Sarah Gamard Via Delaware New Journal


Delaware broke another pandemic record Friday when it reported 916 new cases, bringing the state's seven-day average to an all-time high of 607.7.


It's the latest of a series of continuous all-time highs in COVID-19 cases reported by the state. While daily reports of positive cases have fluctuated, the overall surge has broken records nearly every day since mid-November for the state's average weekly case count and has now skyrocketed to levels never seen before during the pandemic.


Before last month, the highest daily count of cases on record in Delaware was May 10, when the state reported 488 new cases.


While Delaware is administering more tests now than during the spring, the seven-day average of tests reported positive has reached 8%, a number not seen since June 5.


The state announced three new coronavirus-related deaths from Thursday – numbers released actually reflect totals from the previous day. In total, 782 people in Delaware have reportedly died from the virus.


The latest data reported by the Delaware Department of Health and Social Services comes less than 24 hours after Gov. John Carney announced the state's latest round of restrictions set to go into effect in 10 days.


Delaware will require residents to wear a mask when gathering with people from outside their household, including in private settings. The state is also urging residents to stay home unless traveling for work. Businesses and restaurants are allowed to remain open.


Hospitalizations also continue to rise. Delaware reported 42 new hospitalizations as of Thursday, totaling 288 people in Delaware who are either confirmed or suspected to be hospitalized with COVID-19.

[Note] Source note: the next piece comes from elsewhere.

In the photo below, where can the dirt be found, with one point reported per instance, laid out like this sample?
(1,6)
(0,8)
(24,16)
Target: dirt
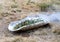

The state has estimated its hospital capacity for COVID-19 patients is somewhere between 400 and 500. Carney said on Tuesday that hospitals in the state are not as concerned about having enough beds for the expected wintertime surge in cases as they are about having enough staff, who may have to quarantine if they contract the virus.


Carney has issued an emergency executive order to allow out-of-state health care workers, heath care workers who have retired in the past five years, recent graduates and some health professional students to help hospitals with the surge.


Those workers would work in hospitals under appropriate supervision, according to a spokesman for Carney's administration.


Carney also announced Thursday that he is recommending that schools pause in-person learning from Dec. 14 to Jan. 8, with plans to return to hybrid learning on Jan. 11. However, school districts that wish to remain in hybrid learning may do so.


Public health officials warned that the Thanksgiving and Christmas holidays could lead to a spike in cases if people did not follow social distancing guidelines, avoid travel and limit interactions with people outside their household. Because the virus can take up to 14 days to incubate after exposure, the full effect of last week's holiday likely won't be known until another week.